I want to add text to a PDF page, using ElementBuilder, but when I try to add non-ascii text, unicode, it comes out as garbage characters.
Answer:
The issue is that the encoding of character codes does not match the Font being used. The following API should work regardless of what language you are using (C#, Java, SWIFT, etc.)
var text = "ﭳﭵﭷﭺﮒ"; // example unicode text.
var font = Font.Create(pdfdoc, name_of_font, text); // name_of_font would be something like "RobotoSans" or "Arial".
var element = elementBuilder.CreateTextBegin(font, font_size);
elementWriter.WriteElement(element);
element = elementBuilder.CreateUnicodeTextRun(text);
elementWriter.WriteElement(element);
elementWriter.WriteElement(elementBuilder.CreateTextEnd());
Exact code will depend on the exact language you use, but this is the essential pattern.

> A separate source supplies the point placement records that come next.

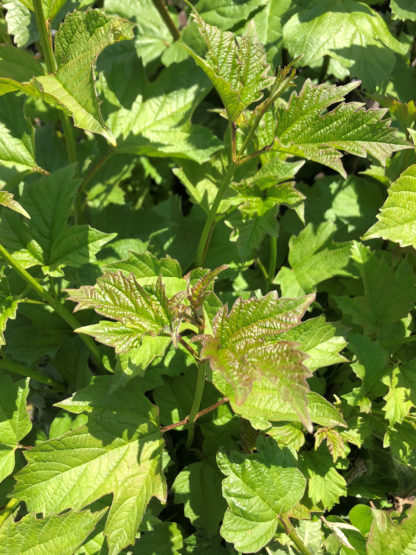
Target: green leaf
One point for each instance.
(17, 64)
(17, 148)
(61, 534)
(319, 340)
(155, 120)
(77, 44)
(236, 66)
(118, 452)
(246, 347)
(198, 487)
(8, 307)
(314, 257)
(14, 421)
(389, 292)
(354, 35)
(153, 36)
(403, 9)
(20, 23)
(46, 239)
(7, 200)
(400, 538)
(258, 489)
(304, 129)
(137, 310)
(225, 14)
(396, 220)
(165, 539)
(325, 484)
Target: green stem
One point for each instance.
(8, 510)
(210, 221)
(17, 368)
(272, 262)
(52, 67)
(164, 14)
(56, 305)
(199, 390)
(291, 532)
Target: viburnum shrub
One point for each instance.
(208, 277)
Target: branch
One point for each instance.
(202, 412)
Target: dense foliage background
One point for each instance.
(245, 235)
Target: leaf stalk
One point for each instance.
(199, 390)
(291, 532)
(52, 67)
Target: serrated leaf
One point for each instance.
(304, 128)
(17, 148)
(78, 42)
(137, 310)
(147, 268)
(314, 257)
(401, 538)
(354, 35)
(396, 220)
(319, 340)
(403, 9)
(198, 487)
(389, 292)
(118, 452)
(334, 442)
(325, 484)
(153, 36)
(236, 66)
(14, 421)
(258, 489)
(155, 120)
(61, 534)
(46, 239)
(245, 347)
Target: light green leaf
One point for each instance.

It is just the unicode values that you are going to need. The set of characters required. PDFNet uses this info to pick the best font matching the family name you gave, and the unicode values you want to use. So PDFNet might pick a second or third choice for font, if the first choice is missing some of the unicode values.
Look at section 9.7.5 of PDF 32000-1:2008, CMaps. char_set isn’t one of the names in that table?
Also:
How big can this string be?
What happens when the characters in this string are not in a single font? Are characters gathered from multiple fonts into this single font?
>Look at section 9.7.5 of PDF 32000-1:2008, CMaps. char_set isn’t one of the names in that table?
The Font.Create and ElementBuilder.CreateUnicodeTextRun are high level methods that hide PDF details, such as CID CMaps, for you, so you can concentrate on creating page content. PDFNet will take care of generating the required data structures in the generated PDF.
We also offer lots of other ways to generate PDF page content, such as GDI+, XAML, XPS, HTML, DOCX, and more.
>How big can this string be?
I am not sure what the implementation limit is. I believe passing 65,535 characters would be no problem, which I image is enough to cover everything needed from a single Font.
>What happens when the characters in this string are not in a single font? Are characters gathered from multiple fonts into this single font?
The method only returns one font, which in this case would be a reference to a single font from the OS/filesystem. In the end the “best” font will be picked.
Ideally you would have an idea of what is covered by the font that you want to use. You can always use multiple fonts on a page.
Thank you again for the feedback, we will look to improve the documentation/API.